4) Industry reps say the tax will squelch start-ups, which drive much of the industry’s innovation. This is obviously and patently false, since the tax exempts the first $5 million in sales, probably for that very reason. But what about a company with $7.5 million in sales? Since only the last $2.5 million is subject to the tax, their effective tax rate will be only 0.77%. Not only that, their profit margins should increase because of the (slight) upward pressure on prices which the tax will create, meaning that the tax should actually end up helping medical start-ups.

In any case, the tax does not affect start-ups at all during the key early years is which they are developing and commercializing their products, and have no or low sales. Indeed, any given start-up will sell $5,000,000.50 worth of equipment before it pays even a penny in tax, at which point they’ll pay…exactly one penny in tax. Somehow, I don’t think that will break them.

5) In a more dynamic sense, the tax is extremely unlikely to result in either higher prices, pressure on companies to cut jobs, R&D, or even executive compensation and corporate profits. That’s because the addition of 30 million new customers to the system will itself result in upward pressure on prices, plus increased valuation for medical technology companies’ intellectual property values, both of which result in lower cost of goods for each unit of production. Since that additional demand is going to make prices go up anyway, all the tax does is capture some of that price increase (almost certainly not all, given how much prices have been increasing historically) so that those funds can then be recycled back into the system.

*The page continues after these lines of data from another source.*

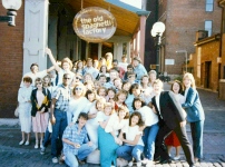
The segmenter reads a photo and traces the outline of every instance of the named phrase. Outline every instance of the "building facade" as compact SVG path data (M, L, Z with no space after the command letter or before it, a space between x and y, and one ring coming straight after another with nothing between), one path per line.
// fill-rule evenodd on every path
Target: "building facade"
M158 20L166 24L163 38L160 70L182 75L189 55L195 52L196 32L208 31L208 37L221 32L222 9L216 0L159 0ZM187 62L185 55L187 55ZM194 55L193 55L194 56ZM168 61L174 63L167 65ZM187 65L188 66L188 65ZM192 69L187 69L192 72Z

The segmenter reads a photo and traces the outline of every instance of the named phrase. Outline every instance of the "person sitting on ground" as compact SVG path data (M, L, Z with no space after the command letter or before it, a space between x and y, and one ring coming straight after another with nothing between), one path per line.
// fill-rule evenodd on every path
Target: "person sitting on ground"
M78 122L67 126L62 135L65 163L70 167L78 167L82 160L96 149L96 146L88 140L86 122L88 115L80 112ZM76 135L75 135L76 134Z

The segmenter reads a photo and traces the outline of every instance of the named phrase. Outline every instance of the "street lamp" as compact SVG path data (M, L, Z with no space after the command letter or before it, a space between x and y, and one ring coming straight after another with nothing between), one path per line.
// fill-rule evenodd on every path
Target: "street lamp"
M185 68L187 72L187 50L177 50L176 53L185 53Z
M16 26L17 10L22 6L22 0L2 0L2 6L8 10L7 16L0 16L0 22L8 22L8 26Z
M156 72L159 70L159 49L162 43L162 36L165 31L166 27L163 22L158 21L154 23L153 29L150 31L151 36L156 38Z

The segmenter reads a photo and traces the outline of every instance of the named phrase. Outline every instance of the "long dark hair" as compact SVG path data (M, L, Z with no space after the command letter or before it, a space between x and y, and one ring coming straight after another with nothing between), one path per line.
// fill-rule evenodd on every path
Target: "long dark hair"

So it’s absurd to say that the tax will cost companies x% relative to CURRENT profits, or a y% reduction in CURRENT employment levels, because all of those levels are going to be pushed up by the demand which millions of new customers will create.

Given how much of a major financial boon that new demand is to the medical devices industry, it’s therefore petty, selfish, and factually incorrect for the industry to complain about what will probably be less than a half-penny on the dollar in tax. Profits (and probably also employment) will still go up as a result of all those new customers, just not quite as much as without that tiny tax, which itself supports the increased demand.

So the industry’s complaints about the medical device tax is like saying: “I demand that I get all 100 cookies you baked today, and I won’t share even one of those cookies with you even though you have been working all day without anything to eat.” My advice to the industry and its lobbyists: share the cookies; cease and desist in their lobbying efforts. If they don’t, then Congress should not accede to those unreasonable demands.

Yes, one expects for-profit businesses to be at least a little bit greedy and resist even reasonable cost-sharing for the common good. But government officials representing the public interest don’t have to give in to that greed.